What made you decide to advocate for kidney cancer research funding?
“Advocating is one way that I can feel a sense of control. It allows me to share my story to increase awareness about kidney cancer. Being a part of something for the good of others empowers and inspires me. I share my story to emphasize the importance of developing a screening process for early detection of this disease. Early detection saves lives, and I want to be a part of this solution.
“I, like many others, was diagnosed with advanced stage disease, where the likelihood of reccurrence and metastasis is high and overall survival rates are low. The survival rates are increasing, but more research money is needed to help develop new treatment options for kidney cancer patients, and to discover a cure for kidney cancer.”

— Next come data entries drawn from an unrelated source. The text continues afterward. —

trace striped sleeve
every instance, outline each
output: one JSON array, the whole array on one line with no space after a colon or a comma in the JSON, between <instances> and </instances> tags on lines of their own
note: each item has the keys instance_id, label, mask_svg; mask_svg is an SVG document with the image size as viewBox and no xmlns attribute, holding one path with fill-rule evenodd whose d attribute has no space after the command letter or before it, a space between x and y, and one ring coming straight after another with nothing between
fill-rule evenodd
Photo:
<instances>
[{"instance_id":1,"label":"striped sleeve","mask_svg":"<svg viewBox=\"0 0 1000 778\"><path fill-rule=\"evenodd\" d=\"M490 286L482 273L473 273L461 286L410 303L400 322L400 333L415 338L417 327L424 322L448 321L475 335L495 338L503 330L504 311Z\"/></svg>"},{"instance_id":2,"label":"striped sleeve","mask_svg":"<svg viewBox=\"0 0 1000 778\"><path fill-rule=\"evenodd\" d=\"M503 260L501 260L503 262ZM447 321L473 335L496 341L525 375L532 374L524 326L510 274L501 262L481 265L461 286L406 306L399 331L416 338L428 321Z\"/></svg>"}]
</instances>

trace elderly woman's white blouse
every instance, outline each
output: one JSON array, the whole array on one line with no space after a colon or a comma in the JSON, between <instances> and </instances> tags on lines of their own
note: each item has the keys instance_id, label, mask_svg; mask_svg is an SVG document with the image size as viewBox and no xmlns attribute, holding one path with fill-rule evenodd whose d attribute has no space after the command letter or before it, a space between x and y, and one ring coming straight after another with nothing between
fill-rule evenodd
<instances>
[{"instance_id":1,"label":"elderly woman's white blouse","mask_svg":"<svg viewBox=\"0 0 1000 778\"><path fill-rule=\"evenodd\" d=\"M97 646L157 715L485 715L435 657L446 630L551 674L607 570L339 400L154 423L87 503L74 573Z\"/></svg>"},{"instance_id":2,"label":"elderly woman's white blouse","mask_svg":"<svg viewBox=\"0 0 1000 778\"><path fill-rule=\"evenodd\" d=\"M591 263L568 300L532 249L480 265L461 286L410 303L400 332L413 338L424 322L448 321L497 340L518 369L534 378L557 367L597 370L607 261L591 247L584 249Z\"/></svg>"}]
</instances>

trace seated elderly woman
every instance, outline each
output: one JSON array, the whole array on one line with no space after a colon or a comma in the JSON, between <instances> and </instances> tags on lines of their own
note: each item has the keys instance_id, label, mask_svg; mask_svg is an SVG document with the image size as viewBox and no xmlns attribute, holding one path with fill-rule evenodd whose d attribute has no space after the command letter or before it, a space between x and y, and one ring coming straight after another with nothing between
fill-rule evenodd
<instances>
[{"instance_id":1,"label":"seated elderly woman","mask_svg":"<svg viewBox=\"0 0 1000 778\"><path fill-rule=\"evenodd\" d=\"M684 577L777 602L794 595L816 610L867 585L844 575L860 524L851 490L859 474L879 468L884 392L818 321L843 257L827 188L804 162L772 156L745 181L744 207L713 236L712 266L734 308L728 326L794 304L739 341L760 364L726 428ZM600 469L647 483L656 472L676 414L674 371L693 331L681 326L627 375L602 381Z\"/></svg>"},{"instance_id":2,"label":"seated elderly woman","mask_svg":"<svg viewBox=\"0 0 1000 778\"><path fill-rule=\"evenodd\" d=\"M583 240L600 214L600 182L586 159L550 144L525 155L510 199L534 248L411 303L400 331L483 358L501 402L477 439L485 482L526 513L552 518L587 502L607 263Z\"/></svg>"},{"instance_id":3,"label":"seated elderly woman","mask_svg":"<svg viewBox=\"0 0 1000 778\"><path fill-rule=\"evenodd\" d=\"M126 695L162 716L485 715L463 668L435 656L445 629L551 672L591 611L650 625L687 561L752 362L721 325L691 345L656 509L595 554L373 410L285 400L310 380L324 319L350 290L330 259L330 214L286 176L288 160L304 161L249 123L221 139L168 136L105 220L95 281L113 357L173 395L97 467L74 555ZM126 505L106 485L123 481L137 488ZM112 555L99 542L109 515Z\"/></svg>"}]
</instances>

Shari with her first three grandchildren (from left): Vivian, Mabel, and Landon.
What is something that motivates or inspires you on harder days?
“For me, having events to look forward to helps take my mind off my cancer diagnosis. A full calendar keeps me busy and helps my mind to not drift to the “dark” and think negative thoughts. Staying alive for my children and grandchildren is a true inspiration for me. I set goals to be alive for special events happening in my life.
“I relentlessly fall back on my faith; I believe that God has a divine plan for each of us. I try to stay positive, knowing that every situation is a win-win. If I live on earth, I am with my family and friends. When it is my time to go to Heaven, I will be with my heavenly family and friends, in a place with no worries.”